こんにちは、専門学校教員で
理学療法士のダイ吉です!
インスリン抵抗性とは、簡単にいえば
「インスリンが効きにくくなった状態」です。
国家試験では、
・インスリン抵抗性が改善する
・インスリン感受性が上昇する
といった表現がよく登場します。
丸暗記では、糖尿病の問題を取りこぼすかもしれません。そこで今回は、インスリン抵抗性を電車のイメージで整理します。
インスリンは「ブドウ糖を細胞へ降ろす係」

全身を循環する血管を線路、
血液を電車、
ブドウ糖を乗客、
細胞を駅だと思ってください。
ブドウ糖が目的の駅に着いたら、インスリンが手を引いて、

「はい、ここで降りるよ!」
と細胞へ連れていくイメージです。
その結果、血液中のブドウ糖が減るので、血糖値が下がります。
インスリン抵抗性は「離せ、降りないぞ!」
では、インスリン抵抗性とは何でしょうか。
イメージとしては、インスリンが手を引いても、ブドウ糖が

「離せ、降りないぞ!」
と抵抗している状態です。
【注意】実際には、筋肉や脂肪などの細胞がインスリンに反応しにくくなっている状態です。
つまり、
インスリン抵抗性↑
= インスリンが効きにくい
= ブドウ糖が細胞へ入りにくい
ということ。
そのため、ブドウ糖が血液中に残りやすくなり、血糖値も上がりやすくなります。
そこで、インスリンを補充すると…

抵抗するブドウ糖を、数の力で細胞に引きずり下ろします。
【注意】本当にブドウ糖がインスリンへ抵抗しているわけではありません。
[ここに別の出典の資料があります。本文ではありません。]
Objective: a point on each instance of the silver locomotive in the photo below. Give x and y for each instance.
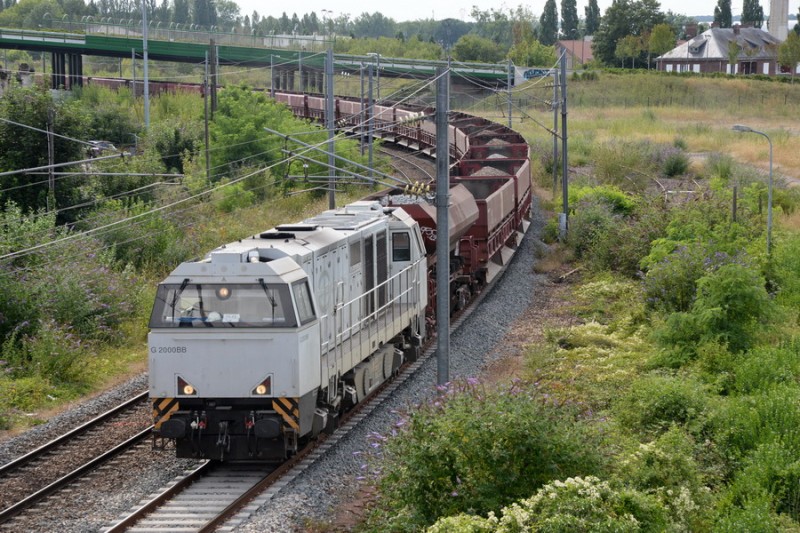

理解するためのイメージです。
インスリン感受性は「素直になった状態」
次に、国試でセットになりやすい
インスリン感受性です。
今まで抵抗していたブドウ糖が更生して、

「はい、降ります」
とインスリンの言うことを聞きやすくなった、と考えてください。
つまり、
-
抵抗性↑ インスリンが効きにくい
-
抵抗性↓ インスリンが効きやすい
-
感受性↑ インスリンが効きやすい
-
感受性↓ インスリンが効きにくい
となります。
国試ではここを狙われる
糖尿病の運動療法では、
運動による効果
↓
インスリン感受性アップ
↓
インスリン抵抗性ダウン
という方向で考えます。
だから、選択肢に「運動療法によってインスリン抵抗性が増大する」と書いてあれば、
抵抗性が増える=効きにくくなる
それはおかしい!
と選択肢を切ることができます。
用語を丸暗記するより、
抵抗性 = 効きにくい
感受性 = 効きやすい
このイメージを持っておく方が、国試では圧倒的に使いやすいです。
実践!過去問にチャレンジ
2型糖尿病患者における運動療法の効果で誤っているのはどれか。 (第55回 午後 94)
- インスリン抵抗性の増大
- 血圧低下
- 血糖コントロールの改善
- 脂質代謝の改善
- 心肺機能の改善
糖尿病患者に対する運動療法で正しいのはどれか。 (第60回 午後 36)
- インスリン抵抗性を改善する。
- 血糖値に関わらず推奨される。
- 尿中への糖の排泄を目的とする。
- Borg指数で17程度が適している。
- シックデイに関わらず推奨される。

解答と解説は、記事の
最後に載せてあります。
糖尿病の国試対策をもう一歩進めたい人へ
今回は、インスリン抵抗性と感受性に絞って解説しました。
糖尿病では、このほかにもケトン体、高血糖・低血糖、三大合併症、運動療法が頻出です。
実地問題(3点)でも出てます。
これらを過去問ベースでまとめて整理したい人は、こちらの記事も活用してください。


それでは、模試の平均点が
アップしますように!
運動療法はインスリン抵抗性を改善し、血糖コントロールだけでなく、血圧・脂質代謝・心肺機能の改善にもつながります。
つまり「運動 → インスリンが効きやすくなる」と理解できていれば、この2問はどちらも迷わず1を選べます。